Island of Bewilderment is a recent English translation of Jazire-ye Sargardāni, a historical novel by the late Simin Daneshvar, originally in Persian and published in 1992. Daneshvar (1921- 2012) was considered Iran’s first female novelist. Her books were about the lives of ordinary people, especially women, through the lens of political and social events in the country. She was also a renowned translator and counted Anton Chekhov’s The Cherry Orchard among her translations into Persian. She was the wife of the famous social critic and writer, Jalal Ale-Ahmad, also a writer of acclaim.
The novel is set in Tehran during a tumultuous period in the mid-1970s that led to the eventual fall of the Pahlavi dynasty and the subsequent rise of the Islamic Republic. Daneshvar examines Iranian society, through the eyes of a young, secular-minded Iranian woman, who bears witness to a society awash with petrodollars with noticeable extremities in wealth between the English-speaking urban elite and the conservative Farsi-speaking poor.
Hasti Nourian is a twenty-six-year-old college graduate, artist and employee of Iran’s Ministry of Art and Culture and aspires to be an independent, strong woman with control of her destiny. Following the death of her father and her mother’s subsequent remarriage, Hasti lives in modest accommodations with her paternal grandmother in central Tehran. Throughout the story, Hasti’s grandmother narrates her son’s death as a martyrdom, following a tragic shooting at a political rally held by Dr Mohammed Mosaddeq, Iran’s nationalist Prime Minister.

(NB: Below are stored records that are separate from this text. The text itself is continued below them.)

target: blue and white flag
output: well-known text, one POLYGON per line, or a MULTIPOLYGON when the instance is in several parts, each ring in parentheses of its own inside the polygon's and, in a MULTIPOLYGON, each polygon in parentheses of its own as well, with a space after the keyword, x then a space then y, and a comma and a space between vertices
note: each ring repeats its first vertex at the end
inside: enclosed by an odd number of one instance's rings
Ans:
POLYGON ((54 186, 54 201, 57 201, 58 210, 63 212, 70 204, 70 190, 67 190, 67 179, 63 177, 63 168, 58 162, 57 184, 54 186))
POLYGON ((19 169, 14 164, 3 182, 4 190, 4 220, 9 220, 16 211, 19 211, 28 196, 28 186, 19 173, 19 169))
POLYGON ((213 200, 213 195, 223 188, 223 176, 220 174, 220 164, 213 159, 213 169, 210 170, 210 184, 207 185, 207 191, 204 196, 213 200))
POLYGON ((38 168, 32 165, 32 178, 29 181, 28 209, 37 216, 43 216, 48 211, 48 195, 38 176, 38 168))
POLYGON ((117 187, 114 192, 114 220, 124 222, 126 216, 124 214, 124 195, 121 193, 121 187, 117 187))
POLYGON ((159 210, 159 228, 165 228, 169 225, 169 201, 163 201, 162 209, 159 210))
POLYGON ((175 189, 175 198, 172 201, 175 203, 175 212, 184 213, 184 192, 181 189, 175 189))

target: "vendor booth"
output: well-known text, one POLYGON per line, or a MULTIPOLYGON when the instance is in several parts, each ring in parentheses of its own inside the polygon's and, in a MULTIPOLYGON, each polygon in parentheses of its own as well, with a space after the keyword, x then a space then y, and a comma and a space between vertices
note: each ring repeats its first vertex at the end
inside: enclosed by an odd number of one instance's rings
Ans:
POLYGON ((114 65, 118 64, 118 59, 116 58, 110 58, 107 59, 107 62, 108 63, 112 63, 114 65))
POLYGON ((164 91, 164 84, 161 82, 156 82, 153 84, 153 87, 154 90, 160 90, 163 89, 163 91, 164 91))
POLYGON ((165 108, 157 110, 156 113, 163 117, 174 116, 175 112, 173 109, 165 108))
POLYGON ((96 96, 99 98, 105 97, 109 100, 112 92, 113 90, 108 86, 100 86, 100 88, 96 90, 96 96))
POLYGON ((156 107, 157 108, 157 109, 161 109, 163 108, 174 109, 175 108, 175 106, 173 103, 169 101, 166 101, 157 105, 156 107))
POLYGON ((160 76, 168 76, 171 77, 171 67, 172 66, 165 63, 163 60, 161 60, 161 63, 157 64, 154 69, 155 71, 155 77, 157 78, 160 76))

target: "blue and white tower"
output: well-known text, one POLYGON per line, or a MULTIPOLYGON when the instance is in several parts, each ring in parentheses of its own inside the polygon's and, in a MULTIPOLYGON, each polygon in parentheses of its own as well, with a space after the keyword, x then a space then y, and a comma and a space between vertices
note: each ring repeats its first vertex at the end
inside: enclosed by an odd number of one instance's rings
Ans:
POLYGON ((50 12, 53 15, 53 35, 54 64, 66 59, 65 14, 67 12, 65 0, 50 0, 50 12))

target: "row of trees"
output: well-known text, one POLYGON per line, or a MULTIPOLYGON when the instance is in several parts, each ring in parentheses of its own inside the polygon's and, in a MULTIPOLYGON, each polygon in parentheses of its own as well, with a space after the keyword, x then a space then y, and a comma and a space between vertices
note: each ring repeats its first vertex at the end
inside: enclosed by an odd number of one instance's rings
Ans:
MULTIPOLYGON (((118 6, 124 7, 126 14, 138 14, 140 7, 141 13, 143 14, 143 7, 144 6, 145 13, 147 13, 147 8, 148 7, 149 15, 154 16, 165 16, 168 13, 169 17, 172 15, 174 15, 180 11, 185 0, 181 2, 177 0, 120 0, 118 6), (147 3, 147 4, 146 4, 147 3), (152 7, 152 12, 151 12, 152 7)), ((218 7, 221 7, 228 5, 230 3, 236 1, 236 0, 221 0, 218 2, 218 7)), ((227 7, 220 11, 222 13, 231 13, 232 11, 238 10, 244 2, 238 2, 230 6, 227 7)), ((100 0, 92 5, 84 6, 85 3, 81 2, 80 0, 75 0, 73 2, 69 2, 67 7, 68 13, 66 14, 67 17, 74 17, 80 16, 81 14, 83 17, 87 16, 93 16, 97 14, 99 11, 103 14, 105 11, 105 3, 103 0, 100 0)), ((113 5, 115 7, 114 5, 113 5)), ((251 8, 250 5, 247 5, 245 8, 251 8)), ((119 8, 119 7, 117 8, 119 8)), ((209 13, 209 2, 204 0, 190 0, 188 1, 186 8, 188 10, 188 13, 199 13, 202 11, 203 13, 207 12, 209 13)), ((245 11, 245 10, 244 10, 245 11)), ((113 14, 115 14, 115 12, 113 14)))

Hasti is deeply in love with Morad, a young architect and former college classmate with radical political leanings. Morad is a staunch critic of Iran’s Westernized bourgeois class, to which Hasti’s mother ironically belongs. In many ways, Morad reflects the ideological leanings of Daneshvar’s husband Jalal-Ale-Ahmed, who in his influential work Garbzadeghi (“Westruckness”), he criticizes the Westernization of Iran under the Shah. Echoes of this critical essay appear to pervade parts of the story.
Hasti’s mother Eshrat and her wealthy husband live the good life with their young son and half a dozen servants in an affluent part of Northern Tehran. Apart from learning English at the Iran-American Society so that she can converse confidently with American and British expatriates, Eshrat’s life revolves around hairdresser appointments, shopping, and planning glamorous parties. Keen to see her daughter marry well, Eshrat introduces Hasti to Salim, a British-educated young man from a wealthy family, but one who is also religiously conservative with an interest in Islamic mysticism.
On visiting Hasti at her grandmother’s home, Salim states:
I don’t want my wife to work, whether at home or at the office. She will be tired enough if she only takes care of the children and the husband, think about it: waking children from sweet sleep at the crack of dawn and passing them like footballs from aunt to grandmother so that woman can go to work – is that right?
Despite Salim’s orthodox views, Hasti nevertheless finds herself increasingly attracted to him, despite having already proclaimed her love for Morad. Both men are in love with Hasti, and their virtues are compared and considered throughout the novel by Hasti and those around her.
Scenes of Hasti’s life at the Ministry and Tehran University are featured throughout the novel and the dialogue portrays the rich intellectual life of the period. An element of tension comes from the lurking presence of Savak agents (secret police). Daneshvar, candidly writes about Savak in the novel, commenting on their ability to interfere in an individual’s life based on ideology or religious sentiment. It is within this setting that the author appears as a character in her own novel as “Simin”, a professor at Tehran University and one of Hasti’s professors.:
Finding Simin alone was never easy. She had tried it many times. Usually, students, both male and female, surround her after class and pour down the wide staircase beside her and behind her. And in the corridor, another crowd joins her and assails her with questions. Simin’s eyes shine. These are all my children.
Simin becomes a close friend and mentors Hasti as she negotiates turbulent emotional and political waters.
Other individuals, drawn from the author’s life appear throughout this intriguing semi-autobiographical novel, historical fiction merging successfully with factual as the reader gains insight into intimate literary circles that once existed. From beginning to end, Hasti moves through different social circles and events, from meeting influential foreigners at parties to helping undocumented rural migrants inhabiting the slums of Southern Tehran.
The new translation by Patricia J Higgins and Pouneh Shabani-Jadidi brings Iran’s most successful female novelist’s work to an English-reading audience. Considering the heavy censorship that existed at the time the novel was published in 1992, and as well as the recent social media blackouts in Iran, this novel is remarkable in its portrayal of a society at the cusp of revolution.